Un islam indépendant laissait augurer la consécration de l’Association

des oulémas dans l’éventuelle organisation centralisée de l’islam.

Aussi, la sous-direction de l’Algérie du ministère de l’Intérieur rappela

qu’une telle disposition était conforme aux principes républicains, mais

n’en était pas moins dangereuse du point de vue de la domination

coloniale en Algérie :

Sans doute serait-il désirable, dans le cadre d’une politique complète de

laïcisation, d’envisager la possibilité de laisser aux collectivités musulmanes

le soin de rétribuer les agents du culte. Une telle concession serait d’ailleurs

conforme à l’orthodoxie des principes démocratiques dont la loi de 1905

constitue une illustration. Mais une pareille mesure se heurterait fatalement

aux préoccupations impérieuses qui commandent la pérennité de l’unité

française en Algérie 8 .

À aucun moment, exception faite de la position du représentant de

l’Association des oulémas, Bachir Brahimi, l’abrogation du décret

d’application de la loi de 1905 ne fut demandée. Il apparut, dès lors,

impossible de concevoir une quelconque réforme d’envergure en

dehors du cadre fixé par la loi de 1905 et le décret du 27 septembre

1907. La paralysie politique, suscitée par ce paradoxe, entraîna de

nombreuses protestations. L’Association des oulémas déploya de

nombreux efforts en faisant preuve d’une réelle inventivité contestataire.
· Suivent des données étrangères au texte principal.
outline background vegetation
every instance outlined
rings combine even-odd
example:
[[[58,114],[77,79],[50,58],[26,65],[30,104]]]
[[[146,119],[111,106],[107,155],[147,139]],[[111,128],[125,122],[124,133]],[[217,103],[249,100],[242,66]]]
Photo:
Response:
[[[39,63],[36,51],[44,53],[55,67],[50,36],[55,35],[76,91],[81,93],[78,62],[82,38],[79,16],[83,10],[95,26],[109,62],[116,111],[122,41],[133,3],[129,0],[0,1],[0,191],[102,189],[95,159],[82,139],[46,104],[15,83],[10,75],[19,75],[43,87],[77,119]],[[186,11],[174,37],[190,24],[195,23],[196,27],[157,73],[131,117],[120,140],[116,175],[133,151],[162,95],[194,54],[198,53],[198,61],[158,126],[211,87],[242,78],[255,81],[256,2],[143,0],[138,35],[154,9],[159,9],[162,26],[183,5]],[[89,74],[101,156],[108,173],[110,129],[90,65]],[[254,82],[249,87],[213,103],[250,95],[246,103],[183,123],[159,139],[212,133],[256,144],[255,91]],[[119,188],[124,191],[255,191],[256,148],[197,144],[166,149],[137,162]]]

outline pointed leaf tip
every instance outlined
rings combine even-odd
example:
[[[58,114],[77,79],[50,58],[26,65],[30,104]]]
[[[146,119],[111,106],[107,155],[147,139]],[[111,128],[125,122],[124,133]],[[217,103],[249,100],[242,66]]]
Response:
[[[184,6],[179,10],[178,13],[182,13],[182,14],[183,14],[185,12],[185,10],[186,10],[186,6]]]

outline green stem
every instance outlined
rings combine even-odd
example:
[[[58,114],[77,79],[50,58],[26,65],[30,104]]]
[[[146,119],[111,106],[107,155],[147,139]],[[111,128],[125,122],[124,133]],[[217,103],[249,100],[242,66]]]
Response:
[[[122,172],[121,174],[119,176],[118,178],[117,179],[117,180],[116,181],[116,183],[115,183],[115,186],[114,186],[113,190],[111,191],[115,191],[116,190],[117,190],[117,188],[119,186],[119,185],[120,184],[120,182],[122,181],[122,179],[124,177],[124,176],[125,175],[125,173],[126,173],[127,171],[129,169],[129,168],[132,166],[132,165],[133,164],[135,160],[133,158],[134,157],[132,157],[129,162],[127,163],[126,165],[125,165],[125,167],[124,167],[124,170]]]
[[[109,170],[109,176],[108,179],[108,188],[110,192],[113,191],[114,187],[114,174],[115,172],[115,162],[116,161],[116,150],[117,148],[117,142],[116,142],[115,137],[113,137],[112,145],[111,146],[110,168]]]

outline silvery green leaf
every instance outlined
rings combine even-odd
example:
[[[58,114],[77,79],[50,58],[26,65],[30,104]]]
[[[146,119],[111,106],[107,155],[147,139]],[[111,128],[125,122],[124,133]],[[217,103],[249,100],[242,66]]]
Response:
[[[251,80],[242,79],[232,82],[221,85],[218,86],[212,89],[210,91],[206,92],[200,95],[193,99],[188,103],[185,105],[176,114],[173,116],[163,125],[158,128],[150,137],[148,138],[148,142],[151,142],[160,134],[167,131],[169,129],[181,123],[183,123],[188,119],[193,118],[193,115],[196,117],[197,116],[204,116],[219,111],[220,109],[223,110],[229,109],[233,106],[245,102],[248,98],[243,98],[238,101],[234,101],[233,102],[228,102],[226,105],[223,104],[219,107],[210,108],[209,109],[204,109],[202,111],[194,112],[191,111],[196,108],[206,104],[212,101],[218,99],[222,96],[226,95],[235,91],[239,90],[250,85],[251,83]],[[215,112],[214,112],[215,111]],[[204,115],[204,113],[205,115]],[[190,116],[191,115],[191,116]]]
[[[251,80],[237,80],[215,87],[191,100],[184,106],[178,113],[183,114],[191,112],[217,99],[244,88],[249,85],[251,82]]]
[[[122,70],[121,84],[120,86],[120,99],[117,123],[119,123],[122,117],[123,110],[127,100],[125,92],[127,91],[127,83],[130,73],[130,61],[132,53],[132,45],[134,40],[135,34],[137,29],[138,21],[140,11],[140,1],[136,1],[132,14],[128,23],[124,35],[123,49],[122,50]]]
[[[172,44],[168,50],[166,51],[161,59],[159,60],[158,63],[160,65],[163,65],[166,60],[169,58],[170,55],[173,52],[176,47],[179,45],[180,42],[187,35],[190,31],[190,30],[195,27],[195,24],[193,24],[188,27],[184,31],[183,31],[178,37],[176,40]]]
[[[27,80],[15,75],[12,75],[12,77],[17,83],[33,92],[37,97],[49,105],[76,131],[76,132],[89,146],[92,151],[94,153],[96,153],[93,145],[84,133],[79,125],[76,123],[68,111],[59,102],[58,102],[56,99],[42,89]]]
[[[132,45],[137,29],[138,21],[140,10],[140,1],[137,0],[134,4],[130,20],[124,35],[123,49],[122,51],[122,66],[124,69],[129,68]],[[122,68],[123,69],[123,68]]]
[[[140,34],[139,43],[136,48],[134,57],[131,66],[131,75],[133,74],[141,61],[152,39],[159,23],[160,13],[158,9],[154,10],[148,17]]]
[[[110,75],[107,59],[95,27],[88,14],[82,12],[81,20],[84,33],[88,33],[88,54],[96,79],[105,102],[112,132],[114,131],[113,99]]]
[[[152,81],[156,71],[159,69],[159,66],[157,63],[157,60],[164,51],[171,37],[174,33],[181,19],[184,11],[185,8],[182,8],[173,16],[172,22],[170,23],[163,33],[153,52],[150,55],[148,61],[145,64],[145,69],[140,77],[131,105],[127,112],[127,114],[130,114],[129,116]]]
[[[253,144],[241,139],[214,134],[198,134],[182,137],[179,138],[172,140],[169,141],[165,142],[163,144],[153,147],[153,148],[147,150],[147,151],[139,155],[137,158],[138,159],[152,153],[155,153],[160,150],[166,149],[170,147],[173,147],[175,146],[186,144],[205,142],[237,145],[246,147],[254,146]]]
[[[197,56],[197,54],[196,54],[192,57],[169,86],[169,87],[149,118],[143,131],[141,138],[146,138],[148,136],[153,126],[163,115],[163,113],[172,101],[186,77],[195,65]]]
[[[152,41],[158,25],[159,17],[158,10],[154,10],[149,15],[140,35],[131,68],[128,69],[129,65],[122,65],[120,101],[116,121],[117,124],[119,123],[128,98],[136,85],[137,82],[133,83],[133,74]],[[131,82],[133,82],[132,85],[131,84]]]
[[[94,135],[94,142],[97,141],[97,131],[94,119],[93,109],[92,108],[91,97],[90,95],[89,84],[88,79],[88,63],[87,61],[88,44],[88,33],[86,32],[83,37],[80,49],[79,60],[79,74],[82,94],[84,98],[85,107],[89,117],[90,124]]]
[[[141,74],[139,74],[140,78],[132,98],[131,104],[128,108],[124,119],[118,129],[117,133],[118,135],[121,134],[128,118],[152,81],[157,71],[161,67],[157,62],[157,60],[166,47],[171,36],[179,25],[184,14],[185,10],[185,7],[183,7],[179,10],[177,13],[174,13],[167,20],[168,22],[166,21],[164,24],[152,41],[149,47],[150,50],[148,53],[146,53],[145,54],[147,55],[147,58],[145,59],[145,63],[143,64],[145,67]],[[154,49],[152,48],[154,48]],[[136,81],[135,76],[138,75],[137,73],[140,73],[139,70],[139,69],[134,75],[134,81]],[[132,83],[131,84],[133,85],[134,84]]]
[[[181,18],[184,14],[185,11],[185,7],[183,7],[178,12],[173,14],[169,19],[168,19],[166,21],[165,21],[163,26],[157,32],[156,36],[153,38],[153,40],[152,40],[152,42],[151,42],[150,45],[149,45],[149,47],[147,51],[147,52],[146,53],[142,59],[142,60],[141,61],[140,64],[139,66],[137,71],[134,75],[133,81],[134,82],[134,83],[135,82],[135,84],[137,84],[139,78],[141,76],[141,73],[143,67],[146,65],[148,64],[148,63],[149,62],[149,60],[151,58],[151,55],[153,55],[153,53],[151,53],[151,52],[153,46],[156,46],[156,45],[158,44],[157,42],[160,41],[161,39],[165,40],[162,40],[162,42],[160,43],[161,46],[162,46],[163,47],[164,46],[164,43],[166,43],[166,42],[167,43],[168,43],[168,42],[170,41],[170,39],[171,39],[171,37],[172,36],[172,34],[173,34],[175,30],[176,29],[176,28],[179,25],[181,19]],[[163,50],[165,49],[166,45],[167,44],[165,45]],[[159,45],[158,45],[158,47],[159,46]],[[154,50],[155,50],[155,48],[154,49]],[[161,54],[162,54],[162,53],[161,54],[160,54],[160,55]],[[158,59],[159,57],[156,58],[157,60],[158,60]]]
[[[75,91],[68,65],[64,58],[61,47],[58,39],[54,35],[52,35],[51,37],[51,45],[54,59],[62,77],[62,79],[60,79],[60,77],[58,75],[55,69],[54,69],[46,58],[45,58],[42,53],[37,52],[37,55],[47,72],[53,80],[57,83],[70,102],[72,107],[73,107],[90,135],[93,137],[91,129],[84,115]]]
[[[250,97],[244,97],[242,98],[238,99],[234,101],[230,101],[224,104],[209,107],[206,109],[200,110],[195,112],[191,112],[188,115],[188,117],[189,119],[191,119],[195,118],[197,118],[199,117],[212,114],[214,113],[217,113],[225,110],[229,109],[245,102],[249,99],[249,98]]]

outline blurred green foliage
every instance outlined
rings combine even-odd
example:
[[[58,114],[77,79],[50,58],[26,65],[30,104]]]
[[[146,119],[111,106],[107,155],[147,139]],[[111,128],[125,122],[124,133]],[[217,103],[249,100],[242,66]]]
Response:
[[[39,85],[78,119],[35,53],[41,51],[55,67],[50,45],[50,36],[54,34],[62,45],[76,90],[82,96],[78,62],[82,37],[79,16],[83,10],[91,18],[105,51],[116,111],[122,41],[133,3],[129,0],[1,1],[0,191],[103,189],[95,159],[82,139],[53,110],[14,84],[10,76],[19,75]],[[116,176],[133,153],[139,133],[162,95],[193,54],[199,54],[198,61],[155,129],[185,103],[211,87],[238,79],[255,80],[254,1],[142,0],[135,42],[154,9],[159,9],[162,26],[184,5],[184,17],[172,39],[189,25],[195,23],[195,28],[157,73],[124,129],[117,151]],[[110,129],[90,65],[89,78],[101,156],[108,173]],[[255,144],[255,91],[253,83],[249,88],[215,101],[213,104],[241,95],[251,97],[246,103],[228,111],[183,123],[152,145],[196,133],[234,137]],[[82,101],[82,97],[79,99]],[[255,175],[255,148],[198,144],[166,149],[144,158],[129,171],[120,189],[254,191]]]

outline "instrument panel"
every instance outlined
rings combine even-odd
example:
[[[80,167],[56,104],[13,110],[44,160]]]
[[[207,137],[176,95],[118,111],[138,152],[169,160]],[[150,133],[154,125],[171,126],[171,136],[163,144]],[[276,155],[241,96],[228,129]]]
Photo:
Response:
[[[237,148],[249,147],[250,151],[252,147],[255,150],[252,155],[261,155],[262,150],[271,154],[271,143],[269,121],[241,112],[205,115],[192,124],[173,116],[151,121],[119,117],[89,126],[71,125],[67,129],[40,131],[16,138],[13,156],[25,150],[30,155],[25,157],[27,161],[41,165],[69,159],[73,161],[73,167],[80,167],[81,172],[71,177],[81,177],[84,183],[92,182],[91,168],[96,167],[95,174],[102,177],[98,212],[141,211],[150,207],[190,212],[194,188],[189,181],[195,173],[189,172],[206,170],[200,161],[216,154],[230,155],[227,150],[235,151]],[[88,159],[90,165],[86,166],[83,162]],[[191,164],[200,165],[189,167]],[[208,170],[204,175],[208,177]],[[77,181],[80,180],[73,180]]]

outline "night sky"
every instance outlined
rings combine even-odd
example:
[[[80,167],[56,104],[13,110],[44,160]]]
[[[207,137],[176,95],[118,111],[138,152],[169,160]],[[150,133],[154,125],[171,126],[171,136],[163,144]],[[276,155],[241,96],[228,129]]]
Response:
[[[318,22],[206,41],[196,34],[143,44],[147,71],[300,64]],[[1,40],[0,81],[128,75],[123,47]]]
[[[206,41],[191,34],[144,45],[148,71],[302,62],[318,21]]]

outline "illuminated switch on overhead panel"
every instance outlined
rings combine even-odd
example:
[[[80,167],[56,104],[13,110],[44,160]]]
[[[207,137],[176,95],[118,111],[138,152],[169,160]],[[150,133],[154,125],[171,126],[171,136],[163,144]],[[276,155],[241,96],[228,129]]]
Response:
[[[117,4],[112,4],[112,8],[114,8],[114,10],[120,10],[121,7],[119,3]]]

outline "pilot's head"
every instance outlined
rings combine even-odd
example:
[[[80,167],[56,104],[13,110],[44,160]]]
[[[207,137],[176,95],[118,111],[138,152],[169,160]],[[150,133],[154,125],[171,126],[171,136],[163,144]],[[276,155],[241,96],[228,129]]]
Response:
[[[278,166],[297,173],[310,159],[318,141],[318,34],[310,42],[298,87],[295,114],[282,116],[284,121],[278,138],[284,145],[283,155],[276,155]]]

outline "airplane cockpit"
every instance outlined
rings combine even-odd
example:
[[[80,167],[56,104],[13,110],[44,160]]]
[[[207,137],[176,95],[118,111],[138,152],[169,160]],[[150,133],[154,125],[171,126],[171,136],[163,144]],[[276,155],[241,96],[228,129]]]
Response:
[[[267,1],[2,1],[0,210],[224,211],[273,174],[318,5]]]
Elle profita de ce contexte pour tenter d’élargir l’audience de

cette revendication. Elle entreprit ainsi de diffuser une édition bilingue

de son Mémoire sur la séparation du culte et de l’État, déposé à

l’Assemblée algérienne en 1951, afin de sensibiliser les musulmans à

cette question qui, pour reprendre une expression de Bachir Brahimi,

devait permettre « d’ouvrir les portes fermées du colonialisme ». Par

cette action, les oulémas entendaient s’approprier l’exclusivité de l’organisation

de l’islam, faisant de leur association une structure efficace

du combat national algérien [McDougall, 2004]. L’UDMA s’associa à

cette démarche qui ne fut nullement isolée. En effet, elle s’inscrivait

dans l’action du Front algérien pour le respect et la défense de la

liberté, éphémère coalition des mouvements nationaux, qui plaça la

séparation des Églises et de l’État au rang des principales réclamations

adressées à l’État colonial [Collot, 1977]. Le caractère dilatoire de la

commission spéciale du culte musulman ainsi que l’avis du Conseil

d’État incitèrent l’Association à réclamer préalablement à la séparation

du culte musulman et de l’État la « séparation de l’Assemblée

algérienne et de l’administration coloniale ». Bachir Brahimi figura au

8. « Note sur une proposition de résolution invitant au respect de la loi de 1905»,

ministère de l’Intérieur (sous-direction de l’Algérie), non datée, CAOM, 81FM 830.